126 Integrationsregeln gründen, vereinfachen die Lernsituationen, was zu einer Verzögerung der kognitiven Entwicklung führt. Bloße Vermittlung von Kenntnissen und Regeln und die Bewertung ihrer Assimilation durch externe Belohnungs- oder Bestrafungsmethoden bewirken einen Stillstand der kognitiven Entwicklung auf einem konkreten Niveau.

Lernsituationen, die auf induktiven Unterrichtsmethoden beruhen und in denen dem Lernenden die Aufgabe gestellt wird, Integrationsregeln selbst zu entdecken oder zu entwickeln, führen hingegen zur Entwicklung abstrakter Strukturen. Die Hauptaufgabe des Erziehers ist nicht die, Inhalte und Regeln zu vermitteln, sondern die Lernumwelt so zu gestalten, dass sie selbst Anreize zu ihrer Erforschung anbietet.

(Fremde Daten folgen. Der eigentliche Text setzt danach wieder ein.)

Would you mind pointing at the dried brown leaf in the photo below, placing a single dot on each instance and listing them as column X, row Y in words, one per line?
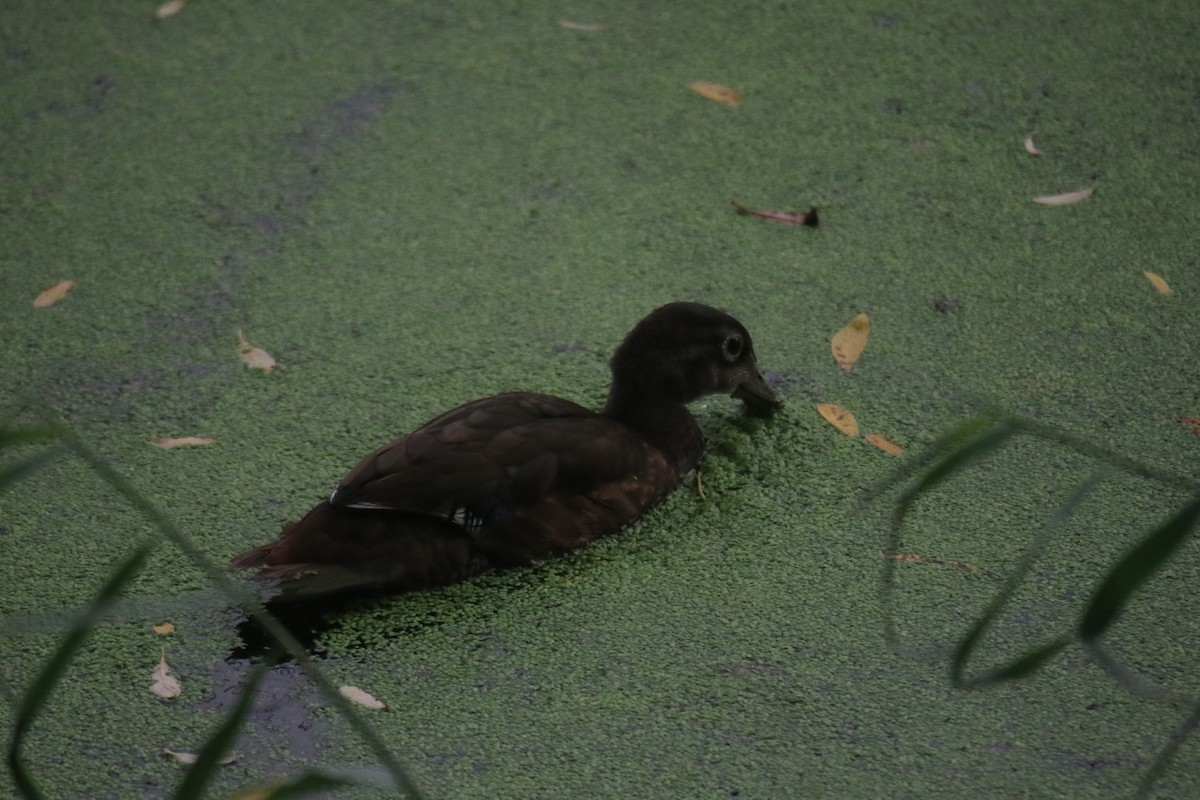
column 1157, row 281
column 839, row 417
column 191, row 758
column 588, row 26
column 886, row 445
column 255, row 358
column 355, row 695
column 165, row 684
column 169, row 8
column 1065, row 199
column 847, row 344
column 183, row 441
column 808, row 218
column 717, row 91
column 51, row 295
column 912, row 558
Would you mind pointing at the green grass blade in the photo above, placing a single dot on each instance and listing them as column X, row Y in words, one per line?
column 1032, row 661
column 237, row 594
column 318, row 781
column 207, row 764
column 27, row 435
column 43, row 684
column 1135, row 569
column 969, row 431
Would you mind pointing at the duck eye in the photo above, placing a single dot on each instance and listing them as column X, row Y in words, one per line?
column 732, row 347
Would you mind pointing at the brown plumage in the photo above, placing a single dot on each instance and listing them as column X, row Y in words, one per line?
column 521, row 476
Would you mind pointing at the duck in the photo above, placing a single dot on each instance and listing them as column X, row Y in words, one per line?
column 520, row 477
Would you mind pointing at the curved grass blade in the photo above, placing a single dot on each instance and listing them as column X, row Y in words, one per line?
column 318, row 780
column 235, row 593
column 25, row 468
column 1033, row 660
column 1131, row 680
column 988, row 435
column 43, row 685
column 208, row 759
column 1135, row 569
column 971, row 429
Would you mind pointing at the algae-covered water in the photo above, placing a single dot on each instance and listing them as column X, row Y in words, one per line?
column 414, row 204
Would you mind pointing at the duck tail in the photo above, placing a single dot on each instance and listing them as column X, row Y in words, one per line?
column 334, row 548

Die Gestaltung der Lernumwelt ist wesentlich von Erziehern geprägt. Reiman und Johnson (2003) zeigen, dass zwischen dem Niveau moralischer Entwicklung des Lehrers und seinen Arbeitsmethoden eine wichtige Beziehung besteht. Erzieher, die höhere moralische Urteilsfähigkeit haben, fordern mehr die aktive und kritische Teilnahme der Studierenden, verwenden öfter Diskussionsmethoden und bevorzugen prozessorientierte Lehrmethoden den produktorientierten. Eine weitere Möglichkeit zur Förderung moralischer Urteilsfähigkeit der Studierenden wäre also die Förderung moralischer und sozialer Kompetenzen ihrer Lehrer.

Nicht zuletzt hängt die Förderung moralischer Urteils- und Diskursfähigkeit von der ihr zugeschriebenen Bedeutung ab. Obwohl in Rumänien als auch in vielen anderen Ländern ein erklärtes Bildungsziel ist, neben fachlichen Kenntnissen auch moralische und soziale Kompetenzen zu fördern, liegt der Fokus weiterhin fast ausschließlich auf der Vermittlung und Aneignung von Fachwissen. Für viele Erzieher, sowie Studierende hat der Erwerb von fachlichen Kenntnissen und Fähigkeiten Vorrang. Oft wird übersehen, dass die moralisch-demokratische Urteilsfähigkeit genau so wichtig für das zukünftige Berufsleben ist, wie die fachlichen Kompetenzen. Mit zunehmender moralischer Urteilsfähigkeit wächst die Bereitschaft, sich in Problemlösen zu engagieren, anstatt vorgefertigte Antworten zu übernehmen. So wird das kritische Denken gefördert, das eine notwendige Voraussetzung für gute schulische Leistungen, insbesondere in den höheren Schuljahren, und für den Berufserfolg ist. Nur wenn alle Beteiligten am Bildungsprozess davon überzeugt sind, dass die Förderung moralischer Urteilsfähigkeit genau so wichtig ist, wie die Förderung fachlicher Kompetenzen, kann man sagen, dass ein wichtiger Schritt zur Gestaltung einer fördernden Lernumwelt gemacht wurde.